My desire to create artwork came about when I grew frustrated and bored with my current hobbies. I’ve been creating artwork with watercolors since the early 2000’s, but I never thought I would get as far as I have today. In 2008, I was diagnosed with Multiple Sclerosis. This disease doesn’t necessarily slow me down, but it does make it painful to live at times. Painting through watercolors has given me hope and the strength I need to keep moving forward each and every day. I feel blessed to have come as far as I have, for there are patients who have it far worse than I do.
My success in art wasn’t always this way; it took lots of time and trial and error. I took a class at a local community college in Portland, Oregon and flunked with a dissatisfactory C. Disappointed in myself, I decided to take a break from art. Maybe art wasn’t for me? These were questions that popped into my head on a regular basis. I tried not to pay attention to them. Instead of doing completely away with art, I decided to give it a break. Instead I started teaching computer basics to senior citizens at the same community college. Coincidentally enough, one of my students happened to be teaching art at another community college, and we reached a mutual agreement of sorts; I would teach her how to use her computer, and she would teach me how to encourage that art bug inside of me that was just waiting to burst out.
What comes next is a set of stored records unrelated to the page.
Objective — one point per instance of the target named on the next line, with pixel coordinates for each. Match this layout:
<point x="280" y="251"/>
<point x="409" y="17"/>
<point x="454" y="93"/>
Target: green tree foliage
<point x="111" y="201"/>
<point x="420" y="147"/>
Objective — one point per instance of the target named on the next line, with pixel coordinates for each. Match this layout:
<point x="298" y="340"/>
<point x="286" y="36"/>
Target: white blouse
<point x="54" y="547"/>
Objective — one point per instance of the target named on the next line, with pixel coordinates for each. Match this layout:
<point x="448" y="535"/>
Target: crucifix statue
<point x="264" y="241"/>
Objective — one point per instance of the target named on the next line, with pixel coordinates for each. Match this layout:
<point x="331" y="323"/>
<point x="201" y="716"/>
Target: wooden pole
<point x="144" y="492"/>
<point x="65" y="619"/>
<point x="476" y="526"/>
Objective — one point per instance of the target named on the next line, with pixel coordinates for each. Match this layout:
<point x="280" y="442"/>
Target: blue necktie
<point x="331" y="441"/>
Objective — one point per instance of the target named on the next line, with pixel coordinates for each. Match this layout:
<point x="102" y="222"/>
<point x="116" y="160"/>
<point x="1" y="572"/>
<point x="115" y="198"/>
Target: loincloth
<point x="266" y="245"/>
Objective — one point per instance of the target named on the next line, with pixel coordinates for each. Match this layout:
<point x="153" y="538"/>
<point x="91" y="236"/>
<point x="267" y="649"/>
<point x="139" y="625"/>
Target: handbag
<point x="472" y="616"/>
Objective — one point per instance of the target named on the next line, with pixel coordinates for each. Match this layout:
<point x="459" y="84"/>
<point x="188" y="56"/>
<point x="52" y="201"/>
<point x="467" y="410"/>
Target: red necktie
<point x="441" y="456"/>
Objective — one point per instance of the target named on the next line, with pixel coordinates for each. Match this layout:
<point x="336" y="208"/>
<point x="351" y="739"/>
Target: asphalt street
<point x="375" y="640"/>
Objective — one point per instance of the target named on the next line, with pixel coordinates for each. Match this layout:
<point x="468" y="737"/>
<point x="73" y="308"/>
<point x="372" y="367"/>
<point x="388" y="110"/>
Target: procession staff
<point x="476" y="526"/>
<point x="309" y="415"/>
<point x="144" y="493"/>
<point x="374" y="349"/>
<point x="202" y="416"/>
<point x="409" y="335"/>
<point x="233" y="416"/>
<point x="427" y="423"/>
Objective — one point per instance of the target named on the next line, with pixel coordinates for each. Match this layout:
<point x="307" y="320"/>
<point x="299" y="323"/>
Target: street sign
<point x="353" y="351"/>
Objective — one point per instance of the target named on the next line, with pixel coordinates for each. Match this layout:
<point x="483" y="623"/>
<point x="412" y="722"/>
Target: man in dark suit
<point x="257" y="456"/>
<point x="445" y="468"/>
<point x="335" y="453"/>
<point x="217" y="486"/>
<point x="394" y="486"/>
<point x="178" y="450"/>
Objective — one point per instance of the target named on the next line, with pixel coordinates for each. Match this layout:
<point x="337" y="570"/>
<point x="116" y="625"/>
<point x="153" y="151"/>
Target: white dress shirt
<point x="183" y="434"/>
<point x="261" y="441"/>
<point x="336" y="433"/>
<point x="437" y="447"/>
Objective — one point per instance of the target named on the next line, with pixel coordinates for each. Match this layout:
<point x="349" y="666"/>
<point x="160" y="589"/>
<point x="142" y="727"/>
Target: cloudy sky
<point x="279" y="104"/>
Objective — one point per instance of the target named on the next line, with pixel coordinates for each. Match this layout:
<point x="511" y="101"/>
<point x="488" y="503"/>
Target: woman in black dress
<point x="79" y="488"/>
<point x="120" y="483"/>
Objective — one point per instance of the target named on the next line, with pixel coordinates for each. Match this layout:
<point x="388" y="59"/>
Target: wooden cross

From there, that’s when my world took a turn. She was a remarkably good teacher, who strangely enough, didn’t really have any Syllabus or an exact structure. Rather she showed me how to unleash my creativity through no structure at all. Sometimes structure can do more harm than good, in this case, it was inhibiting my creativity side.
Now I create watercolor paintings that are sold at local art auctions for the sole purpose of keeping me and my house afloat, as well as donating the money so multiple sclerosis can be studied thoroughly. So far I’ve contributed upwards of $1,000’s to these research firms. I hope to continue to do that.